The Defence Secretary then went on to RAF Lossiemouth to see the progress on the new £132m home for the UK’s nine new submarine hunting maritime patrol aircraft. The facility will be finished in 2020 when the first aircraft arrive in the UK. This is part of a massive defence investment in Lossiemouth, including adding a fourth Typhoon fast jet squadron next year.
He then toured the Hydro Group facility in Bridge of Don, where he was briefed by Doug Whyte, founder and owner of the business, and his directors, engineers and apprentices. Hydro Group specialises in the design and manufacture of subsea and harsh environment electrical and optical connectors, penetrators, cable assemblies and terminations for the defence, oil & gas, renewable energy sectors.
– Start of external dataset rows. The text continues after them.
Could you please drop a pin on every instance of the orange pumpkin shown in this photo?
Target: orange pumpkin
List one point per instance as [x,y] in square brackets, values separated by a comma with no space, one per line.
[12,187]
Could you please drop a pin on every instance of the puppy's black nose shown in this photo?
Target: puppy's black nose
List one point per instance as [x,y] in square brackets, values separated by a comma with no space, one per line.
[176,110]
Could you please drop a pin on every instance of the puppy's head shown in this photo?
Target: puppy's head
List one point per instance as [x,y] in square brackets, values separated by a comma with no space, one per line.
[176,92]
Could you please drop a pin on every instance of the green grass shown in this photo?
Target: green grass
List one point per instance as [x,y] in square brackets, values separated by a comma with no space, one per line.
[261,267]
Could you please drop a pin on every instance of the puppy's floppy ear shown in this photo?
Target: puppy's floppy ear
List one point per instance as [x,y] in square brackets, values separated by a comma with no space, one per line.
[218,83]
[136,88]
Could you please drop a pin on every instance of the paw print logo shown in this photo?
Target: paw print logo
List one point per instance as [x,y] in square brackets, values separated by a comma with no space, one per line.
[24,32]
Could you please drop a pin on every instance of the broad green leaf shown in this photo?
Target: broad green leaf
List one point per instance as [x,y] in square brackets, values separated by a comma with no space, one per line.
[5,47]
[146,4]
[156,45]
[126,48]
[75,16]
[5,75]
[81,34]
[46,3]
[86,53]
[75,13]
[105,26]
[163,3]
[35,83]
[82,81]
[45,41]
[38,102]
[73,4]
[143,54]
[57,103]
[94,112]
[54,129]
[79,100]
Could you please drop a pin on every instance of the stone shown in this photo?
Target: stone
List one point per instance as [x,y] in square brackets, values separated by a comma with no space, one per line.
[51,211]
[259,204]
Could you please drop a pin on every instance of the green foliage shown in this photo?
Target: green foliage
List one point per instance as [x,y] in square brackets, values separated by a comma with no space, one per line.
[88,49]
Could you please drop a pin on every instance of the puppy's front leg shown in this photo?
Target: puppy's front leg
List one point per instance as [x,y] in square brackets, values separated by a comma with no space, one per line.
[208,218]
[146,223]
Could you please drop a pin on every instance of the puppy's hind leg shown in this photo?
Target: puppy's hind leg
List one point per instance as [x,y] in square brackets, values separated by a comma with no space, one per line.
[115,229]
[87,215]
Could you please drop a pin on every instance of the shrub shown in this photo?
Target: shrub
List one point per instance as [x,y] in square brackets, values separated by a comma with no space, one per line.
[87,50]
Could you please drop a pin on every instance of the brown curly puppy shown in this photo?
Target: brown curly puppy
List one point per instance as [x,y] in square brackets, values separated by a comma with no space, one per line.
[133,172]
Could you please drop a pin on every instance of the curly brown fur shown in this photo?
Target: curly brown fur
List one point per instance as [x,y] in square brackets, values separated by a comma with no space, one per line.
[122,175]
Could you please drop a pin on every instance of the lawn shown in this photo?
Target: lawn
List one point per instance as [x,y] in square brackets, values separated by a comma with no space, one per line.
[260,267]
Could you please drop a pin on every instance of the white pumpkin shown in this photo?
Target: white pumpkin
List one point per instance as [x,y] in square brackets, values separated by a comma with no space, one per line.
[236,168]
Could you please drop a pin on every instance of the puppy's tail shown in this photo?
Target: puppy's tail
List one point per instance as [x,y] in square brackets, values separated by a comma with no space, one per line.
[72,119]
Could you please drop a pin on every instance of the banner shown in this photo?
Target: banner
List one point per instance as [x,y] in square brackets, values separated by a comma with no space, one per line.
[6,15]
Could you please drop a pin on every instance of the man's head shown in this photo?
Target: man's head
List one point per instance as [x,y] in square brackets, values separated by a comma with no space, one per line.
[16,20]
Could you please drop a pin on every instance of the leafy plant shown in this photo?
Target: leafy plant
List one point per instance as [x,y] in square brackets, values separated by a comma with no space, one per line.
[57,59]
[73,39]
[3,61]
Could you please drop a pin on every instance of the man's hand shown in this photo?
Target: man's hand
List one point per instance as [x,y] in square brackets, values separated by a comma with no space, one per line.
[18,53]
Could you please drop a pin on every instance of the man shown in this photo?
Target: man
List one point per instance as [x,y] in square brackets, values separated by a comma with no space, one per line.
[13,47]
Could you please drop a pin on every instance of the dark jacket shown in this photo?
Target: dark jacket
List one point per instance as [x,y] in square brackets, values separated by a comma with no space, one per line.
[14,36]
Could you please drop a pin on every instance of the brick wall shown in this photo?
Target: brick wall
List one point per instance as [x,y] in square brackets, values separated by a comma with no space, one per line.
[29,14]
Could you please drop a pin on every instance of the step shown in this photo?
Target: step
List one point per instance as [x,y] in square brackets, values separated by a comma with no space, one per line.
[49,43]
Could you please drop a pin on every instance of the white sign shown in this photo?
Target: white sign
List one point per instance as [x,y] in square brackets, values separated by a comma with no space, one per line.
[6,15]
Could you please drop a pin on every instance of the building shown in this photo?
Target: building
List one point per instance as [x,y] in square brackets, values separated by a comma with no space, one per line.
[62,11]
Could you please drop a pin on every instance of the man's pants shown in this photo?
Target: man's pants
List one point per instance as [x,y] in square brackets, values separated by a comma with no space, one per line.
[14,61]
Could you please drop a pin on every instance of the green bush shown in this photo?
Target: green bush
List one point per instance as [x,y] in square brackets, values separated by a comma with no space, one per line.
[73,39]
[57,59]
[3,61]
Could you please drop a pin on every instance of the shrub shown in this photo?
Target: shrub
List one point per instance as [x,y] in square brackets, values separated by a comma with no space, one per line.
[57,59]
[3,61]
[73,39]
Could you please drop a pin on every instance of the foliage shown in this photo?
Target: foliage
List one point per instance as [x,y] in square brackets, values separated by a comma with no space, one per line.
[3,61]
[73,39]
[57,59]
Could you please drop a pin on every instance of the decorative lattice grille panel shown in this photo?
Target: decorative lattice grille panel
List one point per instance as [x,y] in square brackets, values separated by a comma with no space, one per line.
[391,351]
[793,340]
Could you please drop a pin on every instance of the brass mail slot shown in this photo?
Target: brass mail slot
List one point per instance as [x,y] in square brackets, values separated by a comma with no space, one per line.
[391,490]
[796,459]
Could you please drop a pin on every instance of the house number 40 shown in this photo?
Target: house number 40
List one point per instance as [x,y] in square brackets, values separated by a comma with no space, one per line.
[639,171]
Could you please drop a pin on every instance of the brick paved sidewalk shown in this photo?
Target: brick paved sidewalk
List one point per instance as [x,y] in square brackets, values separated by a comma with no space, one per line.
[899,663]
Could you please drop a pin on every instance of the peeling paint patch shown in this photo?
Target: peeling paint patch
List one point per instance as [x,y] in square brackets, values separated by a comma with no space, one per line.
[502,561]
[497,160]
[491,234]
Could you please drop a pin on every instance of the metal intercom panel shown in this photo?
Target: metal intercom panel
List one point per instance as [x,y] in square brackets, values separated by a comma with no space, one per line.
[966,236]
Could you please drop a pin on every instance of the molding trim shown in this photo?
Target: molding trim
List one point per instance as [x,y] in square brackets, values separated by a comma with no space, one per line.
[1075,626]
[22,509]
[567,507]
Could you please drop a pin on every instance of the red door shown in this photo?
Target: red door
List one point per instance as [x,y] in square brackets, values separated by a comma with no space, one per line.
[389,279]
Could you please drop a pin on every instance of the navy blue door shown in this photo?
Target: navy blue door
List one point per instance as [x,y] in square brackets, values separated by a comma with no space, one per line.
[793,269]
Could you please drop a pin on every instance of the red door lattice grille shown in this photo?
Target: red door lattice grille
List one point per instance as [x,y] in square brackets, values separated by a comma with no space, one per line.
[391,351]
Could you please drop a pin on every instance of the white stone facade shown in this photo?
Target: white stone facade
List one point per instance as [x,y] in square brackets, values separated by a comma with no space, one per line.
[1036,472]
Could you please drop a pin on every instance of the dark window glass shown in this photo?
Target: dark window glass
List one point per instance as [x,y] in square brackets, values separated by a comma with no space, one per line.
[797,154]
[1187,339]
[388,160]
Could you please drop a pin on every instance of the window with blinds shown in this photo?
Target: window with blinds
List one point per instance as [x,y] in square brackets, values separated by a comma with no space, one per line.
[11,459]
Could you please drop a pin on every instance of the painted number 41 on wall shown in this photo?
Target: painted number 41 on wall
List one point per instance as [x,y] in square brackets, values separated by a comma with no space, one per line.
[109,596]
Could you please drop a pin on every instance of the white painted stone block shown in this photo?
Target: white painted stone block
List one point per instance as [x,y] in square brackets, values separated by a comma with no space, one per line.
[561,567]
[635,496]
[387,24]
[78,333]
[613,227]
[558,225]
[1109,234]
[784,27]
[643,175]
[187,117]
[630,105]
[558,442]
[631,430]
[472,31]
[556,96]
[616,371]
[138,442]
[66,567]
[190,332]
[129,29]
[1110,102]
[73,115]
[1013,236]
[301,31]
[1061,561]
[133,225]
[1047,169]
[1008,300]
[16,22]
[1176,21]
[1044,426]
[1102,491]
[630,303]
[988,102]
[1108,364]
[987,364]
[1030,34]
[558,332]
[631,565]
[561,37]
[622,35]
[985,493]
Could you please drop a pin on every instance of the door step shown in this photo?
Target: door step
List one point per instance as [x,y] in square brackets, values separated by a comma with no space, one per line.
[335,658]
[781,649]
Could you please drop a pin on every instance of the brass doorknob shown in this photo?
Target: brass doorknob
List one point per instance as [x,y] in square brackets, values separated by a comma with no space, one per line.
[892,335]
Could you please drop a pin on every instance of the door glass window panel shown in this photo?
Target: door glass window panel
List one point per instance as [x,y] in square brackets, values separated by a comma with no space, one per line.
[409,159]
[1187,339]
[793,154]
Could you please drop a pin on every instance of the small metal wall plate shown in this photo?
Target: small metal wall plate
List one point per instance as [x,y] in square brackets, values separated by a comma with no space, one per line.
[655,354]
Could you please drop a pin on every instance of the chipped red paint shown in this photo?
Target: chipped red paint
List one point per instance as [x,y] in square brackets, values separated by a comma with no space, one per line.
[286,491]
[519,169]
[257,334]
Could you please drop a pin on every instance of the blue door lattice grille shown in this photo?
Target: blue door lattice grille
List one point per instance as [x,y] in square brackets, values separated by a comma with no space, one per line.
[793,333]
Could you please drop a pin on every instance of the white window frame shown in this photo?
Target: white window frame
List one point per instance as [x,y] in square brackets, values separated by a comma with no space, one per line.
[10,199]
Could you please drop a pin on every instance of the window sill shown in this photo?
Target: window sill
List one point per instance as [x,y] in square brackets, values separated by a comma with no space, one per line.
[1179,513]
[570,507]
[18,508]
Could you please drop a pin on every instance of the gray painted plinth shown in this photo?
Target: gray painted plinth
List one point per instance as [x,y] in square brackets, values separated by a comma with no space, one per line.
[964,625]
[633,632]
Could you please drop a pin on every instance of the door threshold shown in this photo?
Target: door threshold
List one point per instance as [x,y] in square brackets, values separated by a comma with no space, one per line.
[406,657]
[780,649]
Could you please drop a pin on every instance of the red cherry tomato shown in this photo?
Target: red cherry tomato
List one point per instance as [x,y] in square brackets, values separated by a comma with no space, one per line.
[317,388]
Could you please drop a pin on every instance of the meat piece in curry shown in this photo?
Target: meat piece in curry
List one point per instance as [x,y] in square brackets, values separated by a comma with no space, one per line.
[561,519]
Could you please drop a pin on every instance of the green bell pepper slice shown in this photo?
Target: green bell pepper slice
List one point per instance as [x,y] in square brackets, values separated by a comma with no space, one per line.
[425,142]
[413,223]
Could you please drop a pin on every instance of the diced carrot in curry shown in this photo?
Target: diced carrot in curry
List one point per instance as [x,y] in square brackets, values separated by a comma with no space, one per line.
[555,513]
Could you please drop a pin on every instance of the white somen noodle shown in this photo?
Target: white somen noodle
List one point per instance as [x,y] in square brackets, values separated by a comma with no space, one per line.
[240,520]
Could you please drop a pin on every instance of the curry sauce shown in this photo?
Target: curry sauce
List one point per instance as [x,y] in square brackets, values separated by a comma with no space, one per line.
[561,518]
The company provides specialist support to the UK submarine service including hull penetrating communications systems, towed array sonars and support to its noise range at Rona, near Kyle of Lochalsh.
The final element of the visit was to Wings for Warriors at Aberdeen Airport. This is a charity which was established to train wounded, injured or sick service personnel to become professional helicopter pilots. All of its graduates must be commercially employable, meaning that they are trained to the highest possible standards. They do not specially adapt their aircraft, but instead require veterans to adapt themselves, overcome their injuries and demonstrate 100% commitment to earning themselves bright new futures where the ‘sky is merely the beginning.’
Scotland is already crucial to the United Kingdom’s defence capabilities, being home to the RAF’s Quick Reaction Alert interceptors and submarine-hunting Maritime Patrol Aircraft flying from Lossiemouth, and soon to the be home to the entire Royal Navy Submarine Service from 2020.
More than 10,000 sailors, soldiers and air personnel are also living permanently in Scotland, supported by 8,000 reservists and civilians.
Meanwhile, Scottish industry benefits from £1.59bn of defence spending every year – supporting 10,500 private sector jobs – and just last year the Defence Board confirmed £1.7 billion would be invested to upgrade Scottish military bases over the next decade.